La plupart des Kurdes de France viennent des régions pauvres et enclavées de leur pays d'origine. A cause de leur faible niveau d'études, beaucoup d'entre eux sont ouvriers du bâtiment, travaillent dans des ateliers de confection, ou bien ont ouvert des restaurants.
En général, ils se retrouvent à côté des Turcs dans les sandwicheries kebab pour jouer aux cartes ou discuter, parfois aussi dans les bureaux d'associations kurdes du 10e arrondissement de Paris, dans un quartier qu'ils appellent communément entre eux « la petite Turquie ». Parfois, des bagarres éclatent lors des soirées de matches trop arosées, dit-on. Mais dans l'ensemble, la communauté kurde est tranquille et vit en harmonie avec les Turcs. Beaucoup se disent intégrés, se sentent désormais Français avant tout.

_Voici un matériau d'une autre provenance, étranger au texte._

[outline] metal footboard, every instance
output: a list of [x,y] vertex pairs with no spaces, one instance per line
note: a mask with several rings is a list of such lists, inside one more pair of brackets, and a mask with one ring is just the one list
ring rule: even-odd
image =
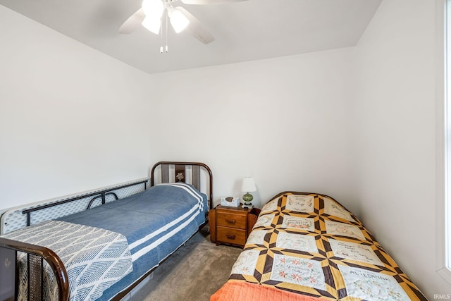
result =
[[0,300],[14,301],[17,299],[19,266],[17,264],[18,252],[27,254],[28,272],[28,301],[44,300],[44,262],[51,268],[58,290],[58,300],[69,300],[69,281],[64,264],[50,249],[29,243],[0,238]]

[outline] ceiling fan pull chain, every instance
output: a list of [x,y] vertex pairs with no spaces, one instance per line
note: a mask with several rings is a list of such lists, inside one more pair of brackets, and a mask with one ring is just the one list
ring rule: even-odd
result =
[[168,53],[168,10],[166,9],[166,54]]
[[160,30],[160,54],[163,53],[163,18],[160,18],[160,28],[161,28],[161,30]]

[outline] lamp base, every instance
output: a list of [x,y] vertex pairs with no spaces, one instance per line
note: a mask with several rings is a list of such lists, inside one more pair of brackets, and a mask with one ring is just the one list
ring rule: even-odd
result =
[[252,209],[252,208],[254,208],[254,205],[252,205],[252,203],[251,203],[250,202],[245,202],[242,207],[243,208],[248,208],[249,209]]

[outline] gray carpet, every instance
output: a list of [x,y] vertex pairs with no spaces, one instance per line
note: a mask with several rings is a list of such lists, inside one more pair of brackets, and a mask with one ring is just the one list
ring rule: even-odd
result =
[[210,242],[209,227],[163,262],[130,301],[209,301],[226,283],[242,251]]

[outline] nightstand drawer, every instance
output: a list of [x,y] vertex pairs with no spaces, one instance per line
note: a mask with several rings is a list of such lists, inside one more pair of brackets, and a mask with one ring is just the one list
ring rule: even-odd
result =
[[246,229],[247,215],[223,213],[218,211],[217,225],[224,227],[232,227],[238,229]]
[[246,243],[246,231],[233,229],[218,226],[218,241],[235,245],[245,245]]

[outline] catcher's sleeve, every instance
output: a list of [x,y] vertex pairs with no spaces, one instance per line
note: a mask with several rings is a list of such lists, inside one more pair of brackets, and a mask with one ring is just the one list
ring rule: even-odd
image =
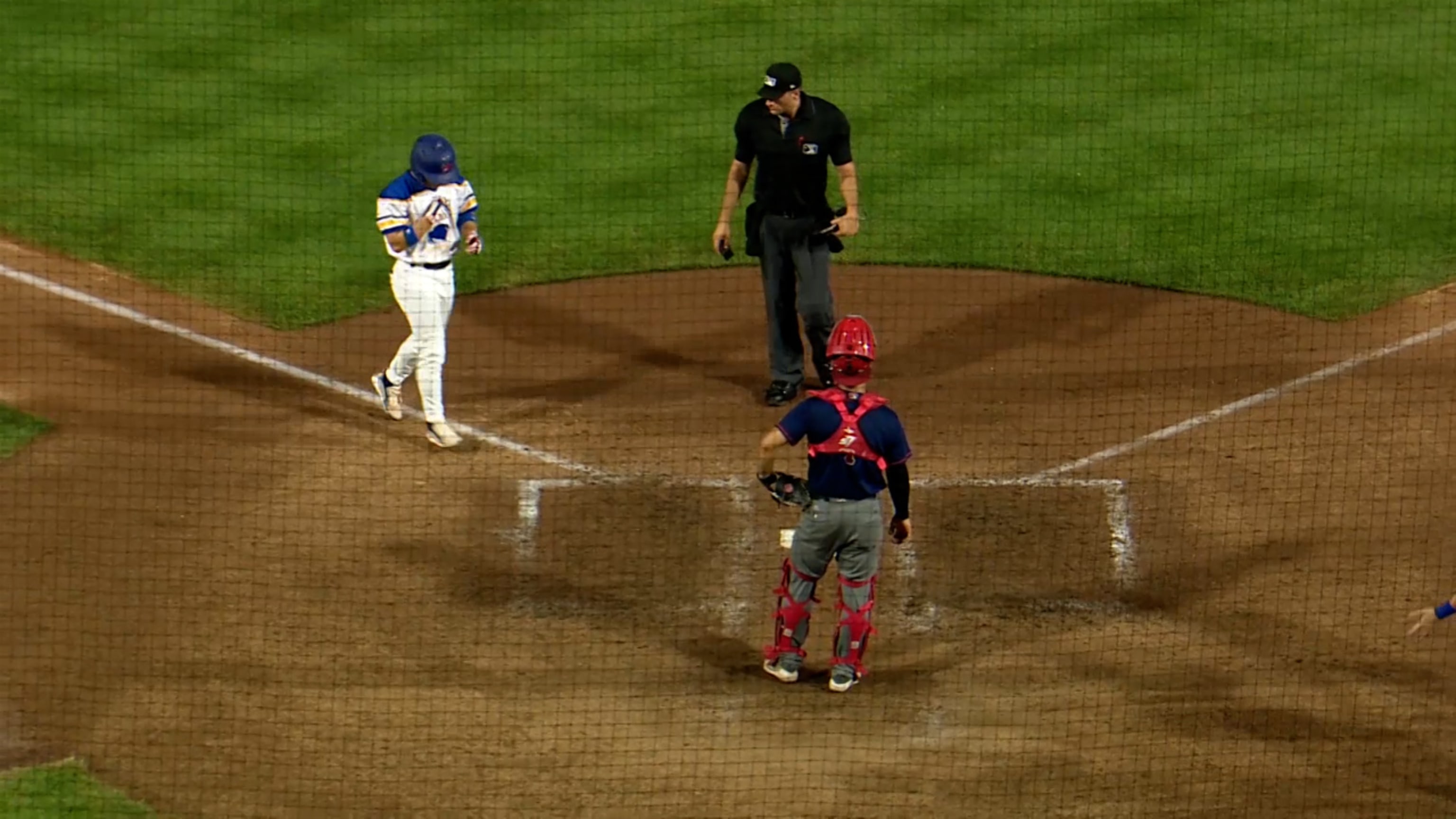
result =
[[895,520],[910,519],[910,468],[895,463],[885,468],[885,482],[890,484],[890,503],[895,507]]

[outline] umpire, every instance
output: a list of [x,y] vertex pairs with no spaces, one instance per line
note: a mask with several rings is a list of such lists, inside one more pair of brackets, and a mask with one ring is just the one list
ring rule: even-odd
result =
[[[831,383],[824,356],[834,328],[830,254],[843,249],[840,238],[859,232],[859,181],[849,150],[849,118],[827,99],[804,93],[804,77],[796,67],[775,63],[763,77],[759,99],[738,112],[734,136],[738,146],[728,168],[713,251],[728,255],[729,222],[757,159],[754,201],[744,219],[744,249],[759,256],[763,271],[773,379],[764,401],[779,407],[794,401],[804,386],[801,315],[820,383]],[[830,210],[826,198],[826,159],[839,171],[844,197],[839,211]]]

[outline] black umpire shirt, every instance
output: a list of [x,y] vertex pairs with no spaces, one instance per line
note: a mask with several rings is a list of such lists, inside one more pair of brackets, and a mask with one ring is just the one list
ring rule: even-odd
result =
[[833,159],[836,166],[853,162],[849,118],[833,102],[805,93],[798,115],[785,119],[756,99],[738,112],[732,130],[738,137],[734,159],[744,165],[759,160],[753,198],[764,213],[804,217],[828,210],[824,160]]

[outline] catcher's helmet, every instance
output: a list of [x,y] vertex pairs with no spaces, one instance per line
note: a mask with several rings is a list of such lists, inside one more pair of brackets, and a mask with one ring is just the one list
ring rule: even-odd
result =
[[409,172],[431,185],[448,185],[462,179],[454,146],[440,134],[425,134],[415,140],[415,149],[409,152]]
[[869,380],[871,363],[875,360],[875,332],[869,329],[865,316],[844,316],[830,332],[824,353],[836,385],[859,386]]

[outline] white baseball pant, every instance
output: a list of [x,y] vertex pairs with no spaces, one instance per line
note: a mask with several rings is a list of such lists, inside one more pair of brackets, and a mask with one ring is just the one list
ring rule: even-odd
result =
[[402,385],[411,375],[416,376],[425,421],[444,421],[446,328],[454,310],[454,265],[430,270],[396,261],[389,286],[409,321],[409,338],[399,345],[384,377]]

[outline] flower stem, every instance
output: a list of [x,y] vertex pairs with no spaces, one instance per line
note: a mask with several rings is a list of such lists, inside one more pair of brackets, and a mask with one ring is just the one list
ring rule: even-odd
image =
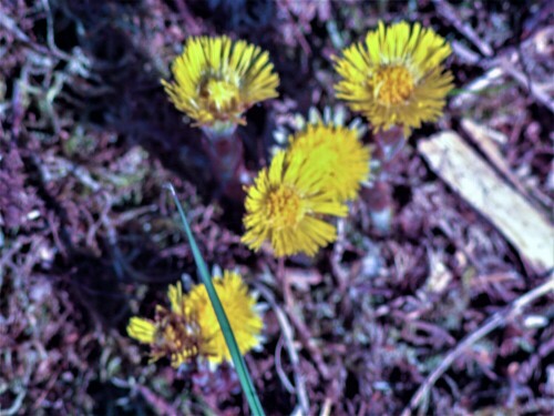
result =
[[232,200],[242,201],[244,173],[243,141],[236,124],[203,128],[204,151],[209,158],[212,172],[219,184],[219,192]]
[[376,133],[373,158],[379,164],[369,186],[362,189],[361,196],[366,201],[371,221],[381,234],[390,233],[392,223],[392,187],[388,180],[390,166],[402,150],[406,138],[401,128],[394,126]]

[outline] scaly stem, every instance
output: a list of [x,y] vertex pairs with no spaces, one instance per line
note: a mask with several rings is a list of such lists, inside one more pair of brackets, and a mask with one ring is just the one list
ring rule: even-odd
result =
[[222,194],[242,201],[244,169],[243,141],[236,124],[218,124],[202,128],[203,146],[209,158],[212,171]]
[[388,181],[388,171],[406,143],[401,128],[391,128],[376,133],[373,160],[379,164],[370,186],[362,189],[375,227],[382,234],[390,232],[392,223],[392,187]]

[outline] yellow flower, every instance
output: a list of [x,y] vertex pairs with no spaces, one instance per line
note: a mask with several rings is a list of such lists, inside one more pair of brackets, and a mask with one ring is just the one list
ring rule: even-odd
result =
[[213,352],[203,337],[196,311],[185,310],[181,283],[170,285],[167,295],[171,311],[157,305],[154,321],[133,316],[127,325],[129,336],[150,344],[152,362],[168,356],[175,368],[198,355],[211,356]]
[[346,205],[325,189],[326,174],[315,158],[301,149],[279,151],[247,190],[246,233],[242,241],[258,250],[267,240],[276,256],[304,252],[315,255],[337,237],[321,215],[345,216]]
[[[248,293],[248,287],[240,275],[225,271],[223,277],[214,277],[213,283],[229,319],[240,354],[259,347],[264,322],[256,306],[256,298]],[[209,302],[206,286],[203,284],[194,286],[186,296],[185,304],[198,317],[198,326],[211,352],[207,356],[208,362],[211,364],[230,362],[230,353]]]
[[227,37],[188,38],[172,63],[175,81],[162,80],[175,106],[196,125],[240,123],[253,104],[277,97],[279,77],[269,54]]
[[299,150],[318,161],[325,187],[339,201],[355,200],[360,183],[369,175],[369,148],[358,139],[356,129],[334,123],[307,124],[289,138],[289,155]]
[[450,44],[432,29],[407,22],[386,28],[379,22],[366,42],[335,58],[342,78],[335,85],[337,98],[362,112],[376,130],[402,125],[408,135],[441,115],[453,88],[453,77],[442,65],[450,53]]

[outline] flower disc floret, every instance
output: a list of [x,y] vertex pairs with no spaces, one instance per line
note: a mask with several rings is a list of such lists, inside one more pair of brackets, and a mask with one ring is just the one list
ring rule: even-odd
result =
[[246,233],[253,250],[270,242],[276,256],[306,253],[335,241],[336,229],[324,215],[345,216],[347,206],[325,186],[325,170],[302,150],[279,151],[247,190]]
[[386,28],[379,22],[365,42],[335,58],[341,77],[335,85],[337,98],[360,111],[376,130],[402,125],[408,135],[442,114],[453,88],[453,77],[442,65],[450,53],[450,44],[432,29],[407,22]]
[[355,200],[368,180],[370,150],[356,129],[332,123],[307,124],[289,138],[289,154],[310,154],[325,174],[324,186],[338,201]]
[[162,80],[175,106],[197,125],[245,123],[253,104],[277,97],[279,78],[269,54],[228,37],[188,38],[172,63],[174,81]]
[[[261,319],[256,298],[248,292],[238,273],[225,271],[223,277],[213,278],[217,296],[235,335],[240,354],[246,354],[261,345]],[[212,364],[232,362],[229,348],[223,336],[214,307],[204,284],[194,286],[187,294],[185,303],[198,316],[198,326],[207,348],[212,352],[207,359]]]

Une communauté intégrée, discrète, soudée certes, « mais pas toujours d'accord », constate Nisam, un patron de bar. « Dans une famille de Kurdes, s'il y a quatre personnes, il y a au moins cinq opinions différentes », résume ce Kurde d'origine iranienne. Pour cet ancien réfugié politique qui a fait de la prison à Téhéran - pour son militantisme de gauche -, si la « cause nationaliste semble sympathique, pour nous elle se rapproche de celle des Palestiniens. Ceux qui la défendent sont loin d'être des agneaux. »
Paris, au cœur du rêve kurde
Etrangement, c'est en France, à la conférence de paix de Paris (1919) que se décida le sort des Kurdes. Un an plus tard, le Traité de Sèvres prévoit la division de l'Empire ottoman et évoque notamment la possible autonomie des provinces kurdes de Turquie, d'Irak et de Syrie, avec à terme la perspective d'un État kurde indépendant. Mais en 1923, le Traité de Lausanne, signé après le refus du précédent traité par Mustafa Kemal, père de la République de Turquie, a définitivement enterré ce projet d'autonomie kurde.
Beaucoup d'artistes, qui ont fui la Turquie pour se réfugier en France, ont développé un travail militant. Kudret Gunes est une cinéaste kurde qui a beaucoup travaillé sur l'une des grandes figures de la lutte kurde, Leyla Zana. Pour la cinéaste, ce qui caractérise les Kurdes en France, c'est leur discrétion. « Ils ont peur de parler, ils ont fui la Turquie, ils ont quitté leur terre pour fuir les guerres. Comme le kurde était une langue interdite, la plupart s'exprime en turc. En général, ils s'intégrent mieux que les Turcs, d'abord parce qu'ils sont moins religieux et plus ouverts. Ce sont des alevis, dans notre culture, la femme est libre. »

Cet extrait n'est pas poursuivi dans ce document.